Güncelleme Tarihi:
Bandırma Onyedi Eylül Üniversitesi Denizcilik Fakültesi Dekanı Prof. Dr. Mustafa Sarı, sürdürülebilir balıkçılık prensiplerine göre balıkçılık yapmamız gerektiğine dikkat çekerek, “Bunun için de Marmara’dan başlamamız gerekiyor. Çünkü Marmara hem Karadeniz’i besliyor hem Ege’yi besliyor. Müsilaj çok ciddi bir tehdit olarak karşımıza çıktı. Bizim geçen yıl avcılık sezonu açılmadan müsilajı dikkate alarak avcılığı düzenlememiz gerekiyordu, düzenlemedik. Küçük düzenlemeler yaptık. 22 maddelik Marmara Denizi Koruma Eylem Planı’nın 19’uncu eylemi sürdürülebilir balıkçılığa, ekosistem esaslı balıkçılığa geçilmesi, bunun için koruma alanları oluşturulmasıydı. Sadece Marmara’dan avlanan hamsi, istavrit, sardalye gibi balıkların küçük boyda olanlarının dökme olarak balık unu, balık yağı fabrikalarına satışına bir yasak getirdik. Bununla mı sağlayacağız Marmara Denizi’nde sürdürülebilir balıkçılığı? Sağlayamayız. Bunun için yapmamız gereken şey Boğazları açacağız. Boğazlar şu anda her türlü avcılığa kapatılması gereken alanlar. Balık rahatça İstanbul Boğazı’ndan, Çanakkale Boğazı’ndan girip çıkmalı. Buraları her türlü avcılık faaliyetine yasak alan ilan etmemiz gerekiyor” dedi.

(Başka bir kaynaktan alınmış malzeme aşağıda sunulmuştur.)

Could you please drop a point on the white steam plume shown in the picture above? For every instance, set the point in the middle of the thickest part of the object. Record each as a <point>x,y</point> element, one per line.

'SAVAŞ GEMİSİ GİBİ GEMİLERİMİZ VAR'
Marmara Denizi gibi küçük bir denizde, büyük gemilerle avcılık yapılmaması gerektiğine de dikkat çeken Prof. Dr. Sarı, sürdürülebilir balıkçılık için gerekli kararların bir an önce alınması gerektiğini belirterek şunları söyledi: “Marmara Denizi’nde müsilaj bize çok şey öğretmiş olmalı. Bu boyuttaki teknelerle Marmara Denizi gibi küçük bir denizde avcılık yapmamalıyız. Savaş gemisi gibi gemilerimiz var. Bunları açık denize, daha başka balık stoklarında avcılık yapmaya yönlendirmemiz gerekiyor. Eğer bunu yaparsak önümüzdeki yıllarda bol balık avlamaya, toplumumuzu balıkla beslemeye devam edeceğiz. Aksi takdirde kaynaklarımızı kaybedeceğiz.”